Ein Team ist aus Berlin angereist, Jenny Boldt aus Köln. Sie ist mit einer Vierer-Damenmannschaft in der Bezirksligaklasse für das Turnier gemeldet. Bisher waren ihre Spielerfolge aber eher durchwachsen. Eine Spielerin ist krank geworden. Sie spielen nur zu dritt. "Sonst hätten wir natürlich gewonnen", sagt die 31-Jährige lachend. Sie ist sonst für die DJK Südwest auf dem Feld. In Sevelen ist sie zum wiederholten Mal dabei, "weil es das geilste Turnier ist". Vorzüge gefällig? "Weil es auf Rasen ist, weil das Wetter immer gut ist und die Musik", zählt sie auf. In diesem Jahr sei nichts anders, betont der Vorsitzende Roosen. Bis auf das Wetter. Der Freitagabend startete schon feucht für die Camper, der Samstag war kühl und der Sonntag nass. Die gute Laune ließen sich die Volleyballer aber nicht verderben.
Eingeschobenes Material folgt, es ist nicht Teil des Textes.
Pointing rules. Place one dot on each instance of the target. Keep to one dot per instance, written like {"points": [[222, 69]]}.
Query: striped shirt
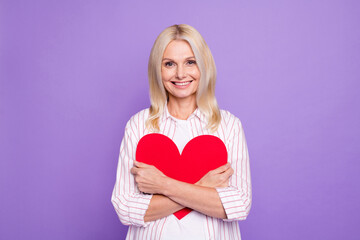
{"points": [[131, 205]]}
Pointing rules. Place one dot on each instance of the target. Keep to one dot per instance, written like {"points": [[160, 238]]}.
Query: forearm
{"points": [[161, 206], [202, 199]]}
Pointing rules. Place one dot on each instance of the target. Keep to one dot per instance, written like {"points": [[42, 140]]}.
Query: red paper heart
{"points": [[200, 155]]}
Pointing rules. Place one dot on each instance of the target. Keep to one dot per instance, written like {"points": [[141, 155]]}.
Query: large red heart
{"points": [[200, 155]]}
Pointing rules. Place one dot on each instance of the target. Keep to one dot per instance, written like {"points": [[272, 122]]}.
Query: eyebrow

Unter "Was ein geiler Teamname" trat Philipp Boeck ans Netz. Mit seinen Teamkollegen in den gelben Warnwesten war er nicht zu übersehen. Für ihn ist das Turnier in Sevelen die Gelegenheit, ein Wiedersehen mit Volleyballkollegen aus dem Ligabetrieb zu feiern. Allerdings musste er am Samstagmittag noch ein bisschen zittern. Sein Team hatte das erste Spiel verloren, das zweite gewonnen. Das gab dem Spieler der Bezirksklasse die Gelegenheit, nach "seinen Jungs" zu schauen. Der Moerser ist auch Spielertrainer der Volleyballjungs vom Jahrgang 2000. Für sie war das Turnier in Sevelen Premiere. "Die können hier unbeschwert spielen, ohne Druck", lobt Boeck die zusätzliche Trainingsmöglichkeit mit Spaßfaktor.

Aber auch Lokalmatadoren gingen an den Start - und punkteten. Statt gegen den Ball zu treten, wagten sich die Kicker des SV Sevelen ans Netz und zeigten, dass Fußballer auch gute Volleyballer sein können. Unter dem Teamnamen "Sixer - geht immer" gewannen sie das Finale gegen "Zone 30" in der 6. Hobbyklasse. "David hat uns zum Titel geführt", sagte Spieler Michael Sibben euphorisch nach dem Triumph. Aber vielleicht lag es auch an Maskottchen Emil Sommer, Nachwuchsspieler beim SV Sevelen. Ohne die Anfeuerungsrufe der Zuschauer wäre so ein Turnier auch nur halb so schön. Aber Respekt gilt vor allem Sebastian Kisteneich, Abteilungswart Volleyball beim TV Sevelen und seinen Teamkollegen, die sich auch von Wind und Regen nicht abschrecken lassen und unermüdlich ein solch fulminantes Hobbyturnier stemmen.